François Guillot – Directeur d’I&E ON
Directeur d’une agence de conseil Web et blogueur, François Guillot a utilement rappelé quelques fondamentaux qui caractérisent le travail du journaliste d’une part et l’activité du blogueur d’autre part. Même s’il existe une propension largement répandue qui consiste à opposer les uns aux autres, il estime que les démarches ne sont pas forcément comparables, ni même antinomiques. Là où le journaliste est censé rendre compte d’un point de vue général, le blogueur s’inscrit dans une démarche où il s’exprime en son nom. De même en matière d’influence, le blogueur s’adresse avant tout à une niche communautaire plutôt qu’à un vaste public hétérogène. Certains blogueurs peuvent toutefois jouir d’une audience très forte comme le blog de Maître Eolas dont les commentaires juridiques attirent chaque jour 10 à 15 000 visiteurs.

Jean-Philippe Ster – Général et Chef du SIRPA Gendarmerie
A la tête du service Communication de la Gendarmerie Nationale, Jean-Philippe Ster a très bien expliqué une notion que nombre de journalistes ont parfois du mal à admettre : le droit de réserve. Un droit a fortiori encore plus crucial dès lors qu’il s’agit d’un service de l’Etat comme la Gendarmerie dont l’expression publique peut potentiellement avoir des impacts énormes dans divers domaines (judiciaire, diplomatique, militaire).
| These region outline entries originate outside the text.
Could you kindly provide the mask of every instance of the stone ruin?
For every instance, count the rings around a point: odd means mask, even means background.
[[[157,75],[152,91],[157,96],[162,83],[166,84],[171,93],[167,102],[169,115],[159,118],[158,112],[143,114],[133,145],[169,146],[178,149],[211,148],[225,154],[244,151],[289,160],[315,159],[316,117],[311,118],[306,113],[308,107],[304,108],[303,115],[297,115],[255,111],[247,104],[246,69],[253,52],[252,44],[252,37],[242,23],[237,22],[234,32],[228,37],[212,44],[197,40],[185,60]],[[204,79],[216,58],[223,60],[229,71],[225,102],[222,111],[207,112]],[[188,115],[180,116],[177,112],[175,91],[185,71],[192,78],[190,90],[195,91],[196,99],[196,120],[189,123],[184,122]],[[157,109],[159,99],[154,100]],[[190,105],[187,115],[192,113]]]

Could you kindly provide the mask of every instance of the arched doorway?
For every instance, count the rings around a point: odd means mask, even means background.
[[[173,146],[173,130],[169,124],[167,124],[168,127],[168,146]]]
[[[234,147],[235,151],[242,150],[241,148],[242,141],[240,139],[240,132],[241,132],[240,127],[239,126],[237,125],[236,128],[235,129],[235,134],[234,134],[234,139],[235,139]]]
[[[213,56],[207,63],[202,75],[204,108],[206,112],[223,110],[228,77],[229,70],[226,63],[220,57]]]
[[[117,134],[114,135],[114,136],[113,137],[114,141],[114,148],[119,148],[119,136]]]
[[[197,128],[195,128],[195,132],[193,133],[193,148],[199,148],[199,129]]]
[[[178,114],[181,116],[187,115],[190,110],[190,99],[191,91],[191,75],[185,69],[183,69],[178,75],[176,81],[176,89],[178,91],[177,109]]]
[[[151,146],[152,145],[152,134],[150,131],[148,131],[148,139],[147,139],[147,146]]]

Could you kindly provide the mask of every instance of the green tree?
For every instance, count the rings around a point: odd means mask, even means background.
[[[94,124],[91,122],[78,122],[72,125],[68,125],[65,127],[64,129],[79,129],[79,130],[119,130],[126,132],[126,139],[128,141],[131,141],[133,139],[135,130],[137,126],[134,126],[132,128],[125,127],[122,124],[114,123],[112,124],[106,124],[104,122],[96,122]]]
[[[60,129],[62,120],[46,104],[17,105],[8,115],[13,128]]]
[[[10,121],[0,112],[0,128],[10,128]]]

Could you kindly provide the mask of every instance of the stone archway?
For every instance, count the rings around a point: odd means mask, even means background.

Pour autant, Jean-Philippe Stern ne définit pas son rôle comme un filtre étanche à l’égard de la presse mais clairement comme un pourvoyeur d’informations et d’éléments de contexte. Toutefois, il placera le curseur de manière plus ou moins ouverte selon les cas de figure pour éviter tout préjudice dommageable à une enquête de gendarmerie en cours.
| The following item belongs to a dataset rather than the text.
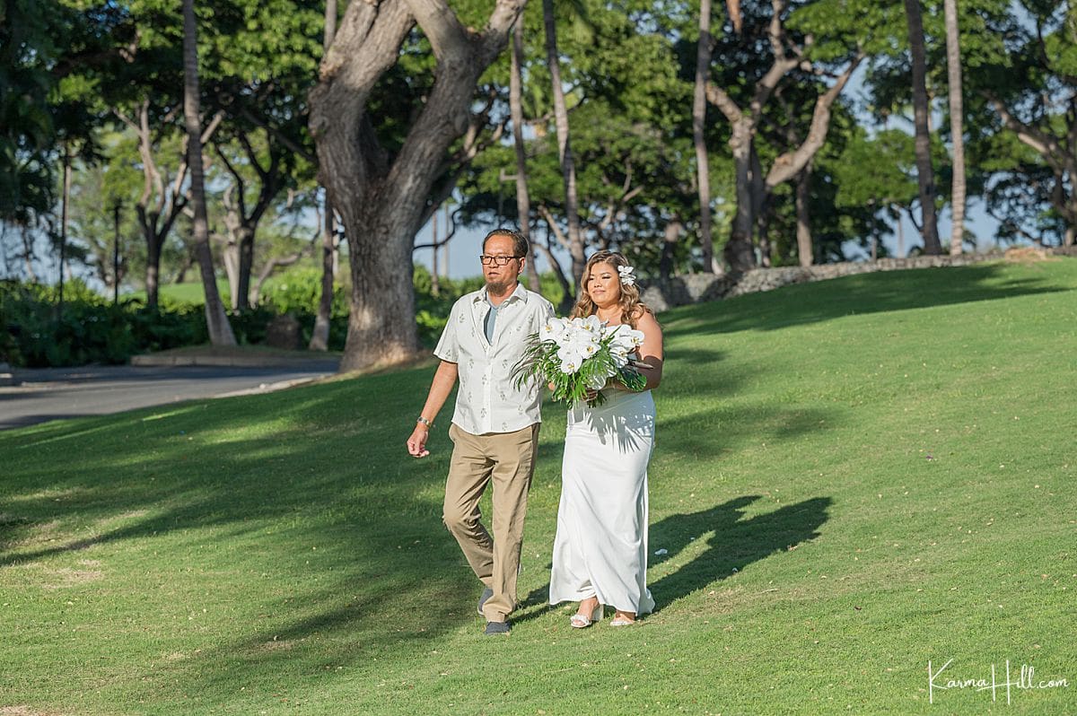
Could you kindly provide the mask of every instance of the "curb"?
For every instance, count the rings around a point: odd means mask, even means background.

Débat n°3 – « Entreprises et médias »

Accoler les deux entités revient quasiment à paraphraser le titre de la fameuse chanson de Serge Gainsbourg, « Je t’aime non plus ». Les entreprises ont besoin des médias pour asseoir et développer leur réputation. Les médias ont besoin des entreprises pour nourrir leurs pages d’articles et d’achats d’espaces publicitaires. Pourtant entre les deux, règne une défiance qui confine parfois au divorce. Est-ce irréconciliable ? Quatre acteurs ont esquissé à leur manière des pistes possibles.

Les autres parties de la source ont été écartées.